What I aimed for was reflecting what the Waite deck did. Because I think the Waite deck did a very, very good job of taking the images away from playing cards to being cards that were really much more psychologically functional.
SPEAKING OF HOW THE CARDS FUNCTION, HOW AND WHY DO YOU THINK THE TAROT WORKS?
With the exception of shallow people who are bored, most people come to divination when they they are having trouble making a decision. They’re in a situation that they want resolved. Somewhere in their minds they have everything they need to reach a decision. However, this information isn’t available to them.
I believe that people’s subconscious minds are very good at reading and interpreting people within seconds. Additionally, our unconscious is able to perceive meaning in images in fractions of seconds.
Think of film going at 24 frames per second. The conscious mind can identify an image shown for only 4 frames, 1/6th of a second. But experiments where people are hooked up to stress monitors to detect unconscious responses has shown that our unconscious mind can recognize images displayed for under 1/6th of a second. The technological ancestor of moving pictures and film frames is the flip book: peeling through pages of successive images to to form a moving picture.
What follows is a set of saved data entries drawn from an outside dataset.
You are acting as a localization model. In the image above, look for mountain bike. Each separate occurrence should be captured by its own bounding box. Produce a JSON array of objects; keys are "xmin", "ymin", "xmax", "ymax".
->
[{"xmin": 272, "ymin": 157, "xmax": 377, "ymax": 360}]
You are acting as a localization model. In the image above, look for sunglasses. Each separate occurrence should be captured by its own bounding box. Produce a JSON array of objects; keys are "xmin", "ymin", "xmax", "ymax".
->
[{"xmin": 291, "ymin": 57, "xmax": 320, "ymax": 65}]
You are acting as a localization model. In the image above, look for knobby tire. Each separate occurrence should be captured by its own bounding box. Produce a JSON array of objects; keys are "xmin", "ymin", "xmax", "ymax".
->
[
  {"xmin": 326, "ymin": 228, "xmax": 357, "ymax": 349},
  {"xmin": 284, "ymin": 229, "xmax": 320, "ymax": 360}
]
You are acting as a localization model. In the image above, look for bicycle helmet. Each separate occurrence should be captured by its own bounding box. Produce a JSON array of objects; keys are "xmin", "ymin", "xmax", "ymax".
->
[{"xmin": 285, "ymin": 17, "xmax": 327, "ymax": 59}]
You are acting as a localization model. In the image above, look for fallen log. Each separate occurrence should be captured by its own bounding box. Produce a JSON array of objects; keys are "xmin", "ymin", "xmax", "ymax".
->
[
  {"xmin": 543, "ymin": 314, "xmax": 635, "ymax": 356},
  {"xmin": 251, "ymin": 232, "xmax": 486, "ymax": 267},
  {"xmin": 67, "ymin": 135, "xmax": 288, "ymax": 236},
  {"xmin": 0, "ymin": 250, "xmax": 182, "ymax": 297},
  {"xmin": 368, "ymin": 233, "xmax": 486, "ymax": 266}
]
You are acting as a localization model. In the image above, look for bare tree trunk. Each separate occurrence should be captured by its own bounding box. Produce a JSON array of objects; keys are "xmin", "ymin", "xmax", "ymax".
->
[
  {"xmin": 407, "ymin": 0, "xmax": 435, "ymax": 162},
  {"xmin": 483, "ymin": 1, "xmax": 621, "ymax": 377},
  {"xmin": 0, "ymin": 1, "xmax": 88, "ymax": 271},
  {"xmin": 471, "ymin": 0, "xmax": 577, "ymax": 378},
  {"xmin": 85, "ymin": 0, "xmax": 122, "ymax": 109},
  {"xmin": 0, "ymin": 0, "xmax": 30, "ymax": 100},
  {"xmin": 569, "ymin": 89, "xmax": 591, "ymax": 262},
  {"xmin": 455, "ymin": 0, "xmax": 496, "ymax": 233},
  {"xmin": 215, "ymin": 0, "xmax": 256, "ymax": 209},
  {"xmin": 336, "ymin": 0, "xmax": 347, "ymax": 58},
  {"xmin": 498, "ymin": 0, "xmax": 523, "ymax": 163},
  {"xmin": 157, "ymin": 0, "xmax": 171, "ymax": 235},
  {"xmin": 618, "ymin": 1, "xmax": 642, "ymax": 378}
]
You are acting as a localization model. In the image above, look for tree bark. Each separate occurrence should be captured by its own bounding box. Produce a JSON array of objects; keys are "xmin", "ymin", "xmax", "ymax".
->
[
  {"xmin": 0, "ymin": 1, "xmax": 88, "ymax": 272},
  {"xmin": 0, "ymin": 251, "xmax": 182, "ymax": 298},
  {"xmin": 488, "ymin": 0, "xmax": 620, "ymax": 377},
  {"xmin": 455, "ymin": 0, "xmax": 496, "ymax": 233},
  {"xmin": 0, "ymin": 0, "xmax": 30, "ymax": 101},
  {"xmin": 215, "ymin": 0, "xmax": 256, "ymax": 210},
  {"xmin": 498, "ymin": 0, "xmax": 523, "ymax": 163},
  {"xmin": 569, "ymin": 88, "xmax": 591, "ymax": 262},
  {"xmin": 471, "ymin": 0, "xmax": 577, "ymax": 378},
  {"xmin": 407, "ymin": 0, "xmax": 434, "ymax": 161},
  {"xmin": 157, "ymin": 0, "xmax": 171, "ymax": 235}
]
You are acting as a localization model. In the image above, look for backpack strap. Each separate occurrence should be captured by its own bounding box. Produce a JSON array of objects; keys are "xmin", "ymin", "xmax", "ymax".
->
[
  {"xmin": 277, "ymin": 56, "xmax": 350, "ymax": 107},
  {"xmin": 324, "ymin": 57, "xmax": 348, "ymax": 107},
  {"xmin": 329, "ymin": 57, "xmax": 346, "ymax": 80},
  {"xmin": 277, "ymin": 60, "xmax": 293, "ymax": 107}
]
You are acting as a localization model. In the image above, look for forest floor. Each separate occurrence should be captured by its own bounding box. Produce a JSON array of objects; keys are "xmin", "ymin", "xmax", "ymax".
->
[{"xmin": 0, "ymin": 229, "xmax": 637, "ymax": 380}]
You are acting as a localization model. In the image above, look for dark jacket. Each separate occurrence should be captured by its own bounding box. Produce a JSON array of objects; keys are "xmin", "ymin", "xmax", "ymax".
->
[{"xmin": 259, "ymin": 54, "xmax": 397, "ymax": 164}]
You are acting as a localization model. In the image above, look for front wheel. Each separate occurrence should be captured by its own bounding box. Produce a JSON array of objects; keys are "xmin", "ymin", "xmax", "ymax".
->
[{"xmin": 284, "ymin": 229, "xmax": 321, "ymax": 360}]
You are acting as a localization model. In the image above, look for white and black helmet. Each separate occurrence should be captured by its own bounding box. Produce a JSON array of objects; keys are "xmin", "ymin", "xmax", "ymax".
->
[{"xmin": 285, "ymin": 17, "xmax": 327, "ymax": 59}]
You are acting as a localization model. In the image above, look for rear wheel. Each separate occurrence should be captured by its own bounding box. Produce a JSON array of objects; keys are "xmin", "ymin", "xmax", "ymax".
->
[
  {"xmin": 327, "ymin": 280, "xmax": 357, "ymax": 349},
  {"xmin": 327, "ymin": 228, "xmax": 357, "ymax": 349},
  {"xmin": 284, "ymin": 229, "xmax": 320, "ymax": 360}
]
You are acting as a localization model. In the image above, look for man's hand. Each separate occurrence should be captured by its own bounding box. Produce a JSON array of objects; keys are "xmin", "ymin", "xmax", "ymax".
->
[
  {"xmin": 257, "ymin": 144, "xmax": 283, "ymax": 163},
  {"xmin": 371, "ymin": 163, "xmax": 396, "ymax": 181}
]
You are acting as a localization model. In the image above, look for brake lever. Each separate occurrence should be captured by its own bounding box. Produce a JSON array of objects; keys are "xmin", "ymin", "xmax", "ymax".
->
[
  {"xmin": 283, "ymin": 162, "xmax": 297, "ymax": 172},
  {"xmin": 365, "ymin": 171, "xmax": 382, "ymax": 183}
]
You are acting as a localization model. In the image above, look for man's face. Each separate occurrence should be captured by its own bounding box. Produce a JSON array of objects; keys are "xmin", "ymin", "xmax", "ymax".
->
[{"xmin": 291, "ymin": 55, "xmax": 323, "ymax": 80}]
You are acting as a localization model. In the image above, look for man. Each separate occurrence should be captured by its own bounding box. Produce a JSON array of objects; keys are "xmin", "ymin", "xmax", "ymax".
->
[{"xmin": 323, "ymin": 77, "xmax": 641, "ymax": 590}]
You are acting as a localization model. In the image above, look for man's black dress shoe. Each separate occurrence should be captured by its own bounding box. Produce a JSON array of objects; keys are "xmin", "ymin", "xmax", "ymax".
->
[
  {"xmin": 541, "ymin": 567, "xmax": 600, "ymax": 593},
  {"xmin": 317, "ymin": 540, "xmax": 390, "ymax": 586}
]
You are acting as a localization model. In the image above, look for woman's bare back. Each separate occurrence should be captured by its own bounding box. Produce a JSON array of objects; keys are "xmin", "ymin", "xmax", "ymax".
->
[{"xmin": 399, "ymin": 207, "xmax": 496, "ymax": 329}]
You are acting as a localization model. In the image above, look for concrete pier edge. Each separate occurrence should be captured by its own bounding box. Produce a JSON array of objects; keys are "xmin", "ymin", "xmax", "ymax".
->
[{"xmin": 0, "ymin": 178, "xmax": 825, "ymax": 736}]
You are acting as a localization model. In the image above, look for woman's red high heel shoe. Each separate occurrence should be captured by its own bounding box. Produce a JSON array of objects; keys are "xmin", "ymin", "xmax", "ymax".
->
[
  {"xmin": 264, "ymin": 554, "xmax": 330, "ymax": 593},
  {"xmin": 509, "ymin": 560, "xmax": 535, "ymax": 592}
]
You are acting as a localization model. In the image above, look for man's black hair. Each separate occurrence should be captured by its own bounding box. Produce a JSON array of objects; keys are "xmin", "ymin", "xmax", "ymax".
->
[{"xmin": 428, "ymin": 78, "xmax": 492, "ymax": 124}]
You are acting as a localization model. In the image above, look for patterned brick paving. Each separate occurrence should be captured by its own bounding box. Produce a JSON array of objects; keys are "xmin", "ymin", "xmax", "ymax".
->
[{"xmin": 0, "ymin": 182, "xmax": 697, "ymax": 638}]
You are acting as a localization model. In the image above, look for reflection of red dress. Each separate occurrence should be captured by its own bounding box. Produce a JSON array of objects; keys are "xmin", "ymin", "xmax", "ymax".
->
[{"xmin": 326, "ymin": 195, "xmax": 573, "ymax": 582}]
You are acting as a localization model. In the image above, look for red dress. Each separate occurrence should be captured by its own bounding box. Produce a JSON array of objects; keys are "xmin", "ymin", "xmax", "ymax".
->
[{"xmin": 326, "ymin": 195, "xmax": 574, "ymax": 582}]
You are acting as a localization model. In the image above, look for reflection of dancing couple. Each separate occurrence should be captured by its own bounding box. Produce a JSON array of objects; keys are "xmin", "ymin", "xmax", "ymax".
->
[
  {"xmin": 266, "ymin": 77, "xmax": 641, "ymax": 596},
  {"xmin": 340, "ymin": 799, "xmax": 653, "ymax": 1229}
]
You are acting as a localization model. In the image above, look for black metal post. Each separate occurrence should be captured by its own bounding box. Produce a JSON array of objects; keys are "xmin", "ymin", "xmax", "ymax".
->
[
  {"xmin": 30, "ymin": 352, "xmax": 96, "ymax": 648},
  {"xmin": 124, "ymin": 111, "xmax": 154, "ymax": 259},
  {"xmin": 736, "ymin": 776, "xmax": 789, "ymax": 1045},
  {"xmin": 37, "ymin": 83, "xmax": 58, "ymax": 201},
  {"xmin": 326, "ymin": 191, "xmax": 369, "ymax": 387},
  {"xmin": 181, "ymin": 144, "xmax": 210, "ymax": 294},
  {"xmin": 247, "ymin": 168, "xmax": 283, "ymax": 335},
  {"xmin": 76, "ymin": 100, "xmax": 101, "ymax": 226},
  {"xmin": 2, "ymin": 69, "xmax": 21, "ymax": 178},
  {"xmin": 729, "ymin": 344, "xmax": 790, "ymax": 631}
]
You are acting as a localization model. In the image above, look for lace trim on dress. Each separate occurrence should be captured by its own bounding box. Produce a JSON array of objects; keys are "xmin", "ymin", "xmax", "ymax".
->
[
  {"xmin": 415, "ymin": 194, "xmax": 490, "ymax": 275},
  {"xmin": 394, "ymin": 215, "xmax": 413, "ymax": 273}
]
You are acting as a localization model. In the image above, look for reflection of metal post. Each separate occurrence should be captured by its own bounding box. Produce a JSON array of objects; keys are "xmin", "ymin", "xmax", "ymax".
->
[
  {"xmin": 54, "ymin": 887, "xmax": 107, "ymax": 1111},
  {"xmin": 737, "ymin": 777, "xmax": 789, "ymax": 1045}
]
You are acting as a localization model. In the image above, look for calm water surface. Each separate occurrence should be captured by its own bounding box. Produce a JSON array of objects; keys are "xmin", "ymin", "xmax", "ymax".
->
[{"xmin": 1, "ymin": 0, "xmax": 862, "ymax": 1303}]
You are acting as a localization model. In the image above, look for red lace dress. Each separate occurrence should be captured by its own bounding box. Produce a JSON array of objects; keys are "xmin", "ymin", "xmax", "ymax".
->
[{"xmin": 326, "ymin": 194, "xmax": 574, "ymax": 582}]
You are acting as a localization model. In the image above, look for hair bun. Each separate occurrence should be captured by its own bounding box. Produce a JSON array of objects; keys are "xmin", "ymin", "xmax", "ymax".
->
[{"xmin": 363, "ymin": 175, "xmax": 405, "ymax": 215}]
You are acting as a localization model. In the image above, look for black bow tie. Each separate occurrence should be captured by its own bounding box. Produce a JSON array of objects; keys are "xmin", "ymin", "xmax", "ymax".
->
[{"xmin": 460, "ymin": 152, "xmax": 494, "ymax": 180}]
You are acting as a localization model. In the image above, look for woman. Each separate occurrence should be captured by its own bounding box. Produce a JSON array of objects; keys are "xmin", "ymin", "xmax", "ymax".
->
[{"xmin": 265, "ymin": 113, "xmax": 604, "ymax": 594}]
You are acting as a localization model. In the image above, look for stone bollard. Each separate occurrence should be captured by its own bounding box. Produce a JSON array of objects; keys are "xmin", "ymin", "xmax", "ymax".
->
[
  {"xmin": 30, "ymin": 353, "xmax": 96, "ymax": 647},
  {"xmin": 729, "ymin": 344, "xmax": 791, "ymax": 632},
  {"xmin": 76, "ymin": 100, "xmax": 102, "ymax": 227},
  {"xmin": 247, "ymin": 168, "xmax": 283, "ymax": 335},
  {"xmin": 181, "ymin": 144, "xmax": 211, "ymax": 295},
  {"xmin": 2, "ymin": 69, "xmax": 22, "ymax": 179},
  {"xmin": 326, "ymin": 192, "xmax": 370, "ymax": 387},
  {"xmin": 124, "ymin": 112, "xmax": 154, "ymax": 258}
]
It is the exact same set of movements that we use when we cut a deck in half and riffle-shuffle the cards together. The deck is effectively a flip-book, a hand-held movie. I believe the questioner’s unconscious mind—the repository of the information that’s blocked—sees images that speak to their condition as they handle the cards, particularly if they use their non-dominant hand and they stack the deck.
I believe the reader reads both the cards and the questioner, and may further stack the deck when they handle the cards. In a good reading, the unconscious minds of both parties cooperate to help people reach resolutions. The cards help both people put into words, and understand, what their unconscious minds have already processed.